中国 北京

専利法改正の実体内容の要点及び解読

2020年10月17日、習近平主席は中華人民共和国主席令第55号に正式に署名し、2021年6月1日から専利法改正案(以下、「改正案」という)が正式に実施されると宣言し、長引いた第4回専利法改正がついに決着した。実は、2012年に第4回専利法改正が開始されており、当初はいくつかの比較的明確な問題に対して小幅な改正を行う予定であったが、当時は中国の経済も法治建設も急速な発展の段階に入っており、新たな問題が次々と現れ、国際国内の情勢も変化に富んでいた。専利に対する各界の理解は深まり、ひいては専利法改正に対する期待も絶えず変化し、各種の利益訴求もかつてない多元化を示していた。そこで専利法改正案がなかなか出てこないという状況が出てきた。本稿はすべての改正を全面的に紹介することではなく、改正案の実体的な改正内容を紹介し、そして解説を試み、改正案の実施にいくつかの考え方を提供することを目的とする。

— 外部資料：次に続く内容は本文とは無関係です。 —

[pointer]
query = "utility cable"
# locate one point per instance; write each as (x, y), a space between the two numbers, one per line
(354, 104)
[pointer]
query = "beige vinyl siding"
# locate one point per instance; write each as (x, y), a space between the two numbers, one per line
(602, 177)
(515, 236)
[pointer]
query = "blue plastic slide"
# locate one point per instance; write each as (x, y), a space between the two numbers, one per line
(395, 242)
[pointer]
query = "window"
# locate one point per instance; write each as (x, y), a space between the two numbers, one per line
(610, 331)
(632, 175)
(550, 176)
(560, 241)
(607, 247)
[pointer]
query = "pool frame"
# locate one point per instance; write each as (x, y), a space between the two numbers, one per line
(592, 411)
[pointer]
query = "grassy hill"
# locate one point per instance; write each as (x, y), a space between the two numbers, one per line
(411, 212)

第2条第4項「意匠とは、製品の全体又は部分の形状、図案又はその結合及び色彩と形状、図案の結合について作成された、美感に富み、かつ工業的応用に適した新たなデザインをいう。」

この改正は、長い間論争されていた部分的な外観保護を追加しており、それは意匠制度の根本に直接関係しており、法改正の過程において論争が大きく、何度も起伏を経験してきた。その理由は、主に次の2つにある。第一に、部分意匠制度を導入すると、意匠の理論的・価値的な再構築を引き起こす恐れがあり、修正幅が大きすぎる場合、例えば、意匠の意匠創作価値を明確にするか否か、意匠創作価値を評価する主体として当業者を導入するか否か等の問題にかかわる可能性がある。第二に、外観は専利に係わっており、実体審査を必要とせずに権利を付与することができるので、もともと権利付与の質を高める必要があるという圧力があり、もし更に一部の外観を導入すれば保護範囲の拡大を招くことになるが、この場合には公共の利益をどのようにバランスさせるべきであろうか。意匠実体審査制度をさらに導入する必要があるのか。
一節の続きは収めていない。